S.S. SCHERRER, Universite de Geneve, Geneva, Switzerland This presentation will outline the application of descriptive (qualitative) fractography for clinical failure analysis of ceramic restorations to understand the failure event and assessing design or processing inadequacies. The fracture surface topography of clinically failed ceramic restorations including core materials (alumina, zirconia, lithium disilicate), and veneering ceramic chips for alumina, alumina-zirconia glass-infiltrated and PFM will be presented. Based on the recognition of fractographic features via microscopic means, maps of the crack path are generated reconstructing the sequence of the fracture event with identification of the location of the crack initiation site. Interesting findings with clinically relevant information as well as design and processing issues will be discussed.
How can zirconia-based restorations be improved? – Results from laboratory studies
M.V. SWAIN, University of Otago, Dunedin, New Zealand
Objective: This investigation sought to identify the basis of chipping of porcelain veneering materials on zirconia based restorations, which have opened up novel opportunities for clinicians involved in major crown and bridge cases, because of their excellent mechanical, aesthetic and biocompatibility properties. However over the past few years there have been increasing reports of chipping problems of the veneering porcelain, far in excess of traditional porcelain fused to metal systems. Methods: The thermo-elastic basis for residual stresses and the influence of cooling rate and specimen size will be considered. Zirconia and alumina plates 10 by 20 mm and 0.6 mm thick veneered with appropriate porcelains (e.max Ceram, IvoclarVivadent) and (VM7, Vita Zahnfabrik) of various thicknesses (0.5 to 2.5 mm) and subjected to different cooling rates were investigated. Vickers indentations from 5 to 30 N were placed on the surface of veneering porcelain and the size of the cracks measured. Results: Length of radial cracks were smaller for rapidly cooled specimens for the porcelain on both alumina and zirconia copings indicative of surface compressive residual stresses. Only for the porcelain fused to the rapidly cooled zirconia coping samples was unstable cracking within the veneering porcelain observed. Conclusion: The results are interpreted in terms of the thermo-elastic analysis developed. Suggestions to improve processing of zirconia based restorations by technicians and adjustment procedures by clinicians to minimise chipping are also considered.
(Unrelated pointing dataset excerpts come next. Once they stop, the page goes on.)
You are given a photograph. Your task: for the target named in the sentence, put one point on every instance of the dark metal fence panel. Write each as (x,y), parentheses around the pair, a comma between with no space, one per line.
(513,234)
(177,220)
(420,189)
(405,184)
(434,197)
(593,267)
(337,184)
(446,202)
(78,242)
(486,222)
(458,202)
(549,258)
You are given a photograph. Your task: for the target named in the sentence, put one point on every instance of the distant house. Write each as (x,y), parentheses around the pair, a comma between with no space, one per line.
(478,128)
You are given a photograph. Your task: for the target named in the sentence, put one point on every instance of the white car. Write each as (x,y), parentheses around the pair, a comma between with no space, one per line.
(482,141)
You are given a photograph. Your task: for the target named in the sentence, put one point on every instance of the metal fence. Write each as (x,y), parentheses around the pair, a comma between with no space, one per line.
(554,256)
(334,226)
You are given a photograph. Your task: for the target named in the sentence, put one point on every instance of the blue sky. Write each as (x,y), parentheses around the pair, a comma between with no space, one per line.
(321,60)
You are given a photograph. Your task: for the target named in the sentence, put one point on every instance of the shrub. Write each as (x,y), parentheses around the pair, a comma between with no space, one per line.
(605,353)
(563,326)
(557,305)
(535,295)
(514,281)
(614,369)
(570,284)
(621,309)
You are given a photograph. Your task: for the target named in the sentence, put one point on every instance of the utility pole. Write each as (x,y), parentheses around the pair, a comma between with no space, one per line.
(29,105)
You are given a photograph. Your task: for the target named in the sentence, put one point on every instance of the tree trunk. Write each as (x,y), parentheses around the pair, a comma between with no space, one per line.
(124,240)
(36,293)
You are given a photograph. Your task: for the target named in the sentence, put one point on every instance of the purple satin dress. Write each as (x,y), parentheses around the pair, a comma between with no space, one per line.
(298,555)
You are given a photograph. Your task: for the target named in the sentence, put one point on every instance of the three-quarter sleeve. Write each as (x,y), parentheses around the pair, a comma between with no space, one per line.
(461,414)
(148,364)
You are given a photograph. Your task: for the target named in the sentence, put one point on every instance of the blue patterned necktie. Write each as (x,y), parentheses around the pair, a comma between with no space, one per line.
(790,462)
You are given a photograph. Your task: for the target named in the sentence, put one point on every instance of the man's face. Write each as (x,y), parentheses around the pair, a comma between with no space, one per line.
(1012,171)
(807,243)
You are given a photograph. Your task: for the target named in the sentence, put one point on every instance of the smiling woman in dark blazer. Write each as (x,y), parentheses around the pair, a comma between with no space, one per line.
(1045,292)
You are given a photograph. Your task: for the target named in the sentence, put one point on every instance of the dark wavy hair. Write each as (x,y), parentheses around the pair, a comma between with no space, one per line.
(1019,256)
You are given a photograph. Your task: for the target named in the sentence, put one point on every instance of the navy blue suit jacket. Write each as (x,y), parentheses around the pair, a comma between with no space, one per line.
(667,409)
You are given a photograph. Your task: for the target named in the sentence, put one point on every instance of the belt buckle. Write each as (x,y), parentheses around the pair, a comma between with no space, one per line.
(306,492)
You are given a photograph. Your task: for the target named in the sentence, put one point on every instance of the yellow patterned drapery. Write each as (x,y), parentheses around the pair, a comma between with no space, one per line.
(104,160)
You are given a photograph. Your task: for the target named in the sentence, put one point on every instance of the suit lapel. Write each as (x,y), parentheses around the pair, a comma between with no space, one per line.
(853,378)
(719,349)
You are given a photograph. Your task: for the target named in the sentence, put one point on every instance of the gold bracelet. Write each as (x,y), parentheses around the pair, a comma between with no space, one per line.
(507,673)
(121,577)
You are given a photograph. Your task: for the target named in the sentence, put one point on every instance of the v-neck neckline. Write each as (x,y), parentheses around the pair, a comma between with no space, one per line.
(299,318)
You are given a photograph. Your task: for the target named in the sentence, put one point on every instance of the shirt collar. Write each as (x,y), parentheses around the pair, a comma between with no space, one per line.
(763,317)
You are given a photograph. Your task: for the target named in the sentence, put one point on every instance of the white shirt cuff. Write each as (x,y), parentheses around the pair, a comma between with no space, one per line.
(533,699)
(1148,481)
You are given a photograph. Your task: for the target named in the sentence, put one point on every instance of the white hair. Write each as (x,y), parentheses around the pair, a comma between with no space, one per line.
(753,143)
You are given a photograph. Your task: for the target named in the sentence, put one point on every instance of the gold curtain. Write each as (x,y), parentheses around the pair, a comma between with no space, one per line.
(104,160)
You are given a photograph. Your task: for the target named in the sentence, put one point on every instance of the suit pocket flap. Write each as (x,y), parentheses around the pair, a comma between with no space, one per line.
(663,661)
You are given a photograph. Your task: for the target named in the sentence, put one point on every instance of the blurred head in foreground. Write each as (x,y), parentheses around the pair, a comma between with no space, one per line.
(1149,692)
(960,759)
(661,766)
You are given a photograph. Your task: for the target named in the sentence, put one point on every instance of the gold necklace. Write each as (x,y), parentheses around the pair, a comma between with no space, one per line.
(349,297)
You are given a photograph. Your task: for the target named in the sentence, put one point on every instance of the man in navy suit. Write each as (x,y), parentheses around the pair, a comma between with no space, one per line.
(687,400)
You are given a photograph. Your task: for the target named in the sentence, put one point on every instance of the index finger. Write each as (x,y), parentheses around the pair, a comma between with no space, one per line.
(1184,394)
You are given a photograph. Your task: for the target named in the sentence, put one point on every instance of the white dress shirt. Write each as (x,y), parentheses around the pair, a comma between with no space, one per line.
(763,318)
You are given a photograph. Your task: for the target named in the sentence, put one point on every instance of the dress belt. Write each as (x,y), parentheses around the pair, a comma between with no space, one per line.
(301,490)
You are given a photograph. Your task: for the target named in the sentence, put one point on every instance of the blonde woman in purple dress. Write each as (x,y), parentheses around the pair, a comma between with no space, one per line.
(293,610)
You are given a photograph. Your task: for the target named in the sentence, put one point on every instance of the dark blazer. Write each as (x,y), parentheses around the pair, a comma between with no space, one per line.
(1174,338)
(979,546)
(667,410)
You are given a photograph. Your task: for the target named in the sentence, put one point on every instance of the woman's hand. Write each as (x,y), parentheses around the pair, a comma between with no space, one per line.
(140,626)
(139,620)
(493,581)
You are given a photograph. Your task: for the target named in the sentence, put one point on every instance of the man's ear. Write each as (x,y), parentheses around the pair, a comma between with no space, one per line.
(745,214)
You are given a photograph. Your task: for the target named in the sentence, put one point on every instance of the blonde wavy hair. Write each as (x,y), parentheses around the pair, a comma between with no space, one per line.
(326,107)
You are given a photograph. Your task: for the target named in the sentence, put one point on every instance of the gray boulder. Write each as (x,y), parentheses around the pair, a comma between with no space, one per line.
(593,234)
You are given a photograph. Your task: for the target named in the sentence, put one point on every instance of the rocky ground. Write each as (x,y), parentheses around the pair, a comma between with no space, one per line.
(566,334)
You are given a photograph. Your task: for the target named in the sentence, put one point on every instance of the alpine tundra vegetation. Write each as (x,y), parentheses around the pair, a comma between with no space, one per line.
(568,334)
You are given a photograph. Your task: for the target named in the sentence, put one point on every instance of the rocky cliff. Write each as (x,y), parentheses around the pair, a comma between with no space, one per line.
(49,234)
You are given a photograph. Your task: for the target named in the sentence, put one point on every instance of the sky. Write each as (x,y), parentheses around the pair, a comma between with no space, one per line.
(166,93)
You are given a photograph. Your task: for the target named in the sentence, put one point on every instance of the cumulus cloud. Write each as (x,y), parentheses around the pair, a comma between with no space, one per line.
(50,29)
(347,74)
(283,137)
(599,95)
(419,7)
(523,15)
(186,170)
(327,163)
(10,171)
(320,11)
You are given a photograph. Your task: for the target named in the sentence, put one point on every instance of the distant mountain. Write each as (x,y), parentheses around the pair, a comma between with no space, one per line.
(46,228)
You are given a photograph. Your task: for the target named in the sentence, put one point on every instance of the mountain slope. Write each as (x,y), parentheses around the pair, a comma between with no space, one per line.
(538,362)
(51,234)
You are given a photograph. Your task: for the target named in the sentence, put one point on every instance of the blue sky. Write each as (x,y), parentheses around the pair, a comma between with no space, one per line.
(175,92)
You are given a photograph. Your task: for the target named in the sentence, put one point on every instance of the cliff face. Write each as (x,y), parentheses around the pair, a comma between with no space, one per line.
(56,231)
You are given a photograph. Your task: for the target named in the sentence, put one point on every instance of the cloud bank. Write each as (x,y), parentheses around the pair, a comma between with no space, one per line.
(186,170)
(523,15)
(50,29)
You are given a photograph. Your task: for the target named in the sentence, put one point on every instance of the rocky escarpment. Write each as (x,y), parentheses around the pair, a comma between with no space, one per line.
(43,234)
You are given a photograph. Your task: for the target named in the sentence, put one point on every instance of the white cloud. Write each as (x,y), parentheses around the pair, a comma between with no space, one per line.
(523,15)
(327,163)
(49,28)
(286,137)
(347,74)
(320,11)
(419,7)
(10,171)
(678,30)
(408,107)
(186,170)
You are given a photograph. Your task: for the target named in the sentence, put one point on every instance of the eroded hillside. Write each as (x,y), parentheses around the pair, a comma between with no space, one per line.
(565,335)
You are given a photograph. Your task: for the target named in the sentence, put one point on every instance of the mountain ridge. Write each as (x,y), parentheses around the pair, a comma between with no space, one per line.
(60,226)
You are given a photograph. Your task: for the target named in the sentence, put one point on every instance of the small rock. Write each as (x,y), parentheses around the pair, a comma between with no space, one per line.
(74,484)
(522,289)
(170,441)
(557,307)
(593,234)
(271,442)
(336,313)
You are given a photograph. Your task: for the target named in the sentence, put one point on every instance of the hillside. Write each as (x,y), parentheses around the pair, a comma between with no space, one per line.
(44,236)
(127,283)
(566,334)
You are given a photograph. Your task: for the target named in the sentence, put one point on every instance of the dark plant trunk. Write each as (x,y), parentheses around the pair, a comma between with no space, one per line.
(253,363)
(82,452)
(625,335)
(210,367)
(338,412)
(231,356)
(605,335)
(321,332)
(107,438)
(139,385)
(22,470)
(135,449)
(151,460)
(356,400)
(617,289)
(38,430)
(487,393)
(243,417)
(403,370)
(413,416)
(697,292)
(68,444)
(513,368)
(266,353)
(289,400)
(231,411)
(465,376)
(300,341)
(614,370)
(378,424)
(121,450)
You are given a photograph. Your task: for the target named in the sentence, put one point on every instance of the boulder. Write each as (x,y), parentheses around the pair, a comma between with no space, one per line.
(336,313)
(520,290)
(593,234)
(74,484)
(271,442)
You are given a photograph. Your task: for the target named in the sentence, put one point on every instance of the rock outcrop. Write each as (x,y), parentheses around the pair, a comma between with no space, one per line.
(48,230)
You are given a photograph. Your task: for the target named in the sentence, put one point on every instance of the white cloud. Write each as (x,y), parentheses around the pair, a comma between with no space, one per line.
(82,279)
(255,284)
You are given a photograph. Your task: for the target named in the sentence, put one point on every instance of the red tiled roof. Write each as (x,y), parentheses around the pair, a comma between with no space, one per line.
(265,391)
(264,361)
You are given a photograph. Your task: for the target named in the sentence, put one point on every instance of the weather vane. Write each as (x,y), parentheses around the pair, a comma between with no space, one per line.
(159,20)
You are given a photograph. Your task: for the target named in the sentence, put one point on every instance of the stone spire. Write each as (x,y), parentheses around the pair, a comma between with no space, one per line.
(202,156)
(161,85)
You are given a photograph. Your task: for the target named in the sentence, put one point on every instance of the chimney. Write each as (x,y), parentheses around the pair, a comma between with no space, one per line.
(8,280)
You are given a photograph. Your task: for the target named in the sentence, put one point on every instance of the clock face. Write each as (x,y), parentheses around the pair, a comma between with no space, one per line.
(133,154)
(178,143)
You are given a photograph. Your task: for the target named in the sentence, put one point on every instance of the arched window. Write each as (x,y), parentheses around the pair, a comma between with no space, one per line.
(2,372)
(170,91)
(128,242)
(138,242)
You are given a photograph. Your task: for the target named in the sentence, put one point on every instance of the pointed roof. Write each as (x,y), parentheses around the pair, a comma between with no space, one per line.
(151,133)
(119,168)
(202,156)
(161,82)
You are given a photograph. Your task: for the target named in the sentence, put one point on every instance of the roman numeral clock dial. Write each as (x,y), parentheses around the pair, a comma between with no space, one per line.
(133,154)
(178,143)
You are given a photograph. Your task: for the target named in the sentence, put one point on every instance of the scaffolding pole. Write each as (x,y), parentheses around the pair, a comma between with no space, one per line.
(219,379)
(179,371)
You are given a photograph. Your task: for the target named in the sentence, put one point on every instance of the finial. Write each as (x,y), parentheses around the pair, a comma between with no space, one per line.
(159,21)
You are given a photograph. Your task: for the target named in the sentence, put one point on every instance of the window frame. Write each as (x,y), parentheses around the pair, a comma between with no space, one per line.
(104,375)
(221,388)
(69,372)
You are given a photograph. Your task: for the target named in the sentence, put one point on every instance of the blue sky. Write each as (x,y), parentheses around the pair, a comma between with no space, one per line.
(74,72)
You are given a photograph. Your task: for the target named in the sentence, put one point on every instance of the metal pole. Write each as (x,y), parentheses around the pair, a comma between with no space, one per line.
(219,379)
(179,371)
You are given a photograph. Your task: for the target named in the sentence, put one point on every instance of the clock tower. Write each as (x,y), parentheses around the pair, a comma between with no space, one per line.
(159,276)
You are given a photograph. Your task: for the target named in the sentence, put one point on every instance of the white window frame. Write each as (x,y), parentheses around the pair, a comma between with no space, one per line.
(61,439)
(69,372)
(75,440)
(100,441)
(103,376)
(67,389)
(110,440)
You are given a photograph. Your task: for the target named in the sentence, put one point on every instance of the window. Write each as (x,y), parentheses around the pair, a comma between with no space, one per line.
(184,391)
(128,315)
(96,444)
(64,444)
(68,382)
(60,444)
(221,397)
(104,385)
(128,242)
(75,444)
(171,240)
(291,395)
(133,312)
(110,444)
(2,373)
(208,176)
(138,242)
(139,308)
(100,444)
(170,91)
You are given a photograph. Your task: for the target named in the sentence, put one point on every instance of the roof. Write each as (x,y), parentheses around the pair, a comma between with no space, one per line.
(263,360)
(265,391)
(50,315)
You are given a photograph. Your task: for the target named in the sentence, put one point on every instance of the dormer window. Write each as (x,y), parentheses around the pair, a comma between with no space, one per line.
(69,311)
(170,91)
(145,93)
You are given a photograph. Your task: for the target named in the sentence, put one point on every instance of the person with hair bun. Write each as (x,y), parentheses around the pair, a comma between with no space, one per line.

Survival of Zircona- and Metal-supported bridges – A Systematic Review
S. HEINTZE, Ivoclar Vivadent, Schaan, Liechtenstein
Several clinical studies with data up to 5 years reported on a high prevalence of chipping of the ceramic veneer material of zirconia-supported fixed partial dentures (FPD) which is higher when the data are compared to metal-supported FPDs. On the other hand the fracture of the framework was a rare event to date. The question are: (1) Do zirconia-supported FPDs really chip more often than metal-supported FPDs or (2) If this is true may the higher chipping rate be due to the fact that the investigators are more attentive and register every small chip which in fact does not hamper function and aesthetics of the restoration ? It seems overdue to systematically analyse clinical studies related to zirconia-supported FPDs and compare the data with clinical studies on metal-supported restorations. For that purpose the medical/dental database provided by PubMed as well as published abstracts of scientific meetings will be searched for clinical studies on zirconia- and metal supported FPDs. The inclusion criteria are: (1) prospective clinical trial of at least 2 years, (2) report on technical failures like fracture of the framework and/or chipping of the veneer material and its extent, (3) replacement of FPD due to fracture/chipping.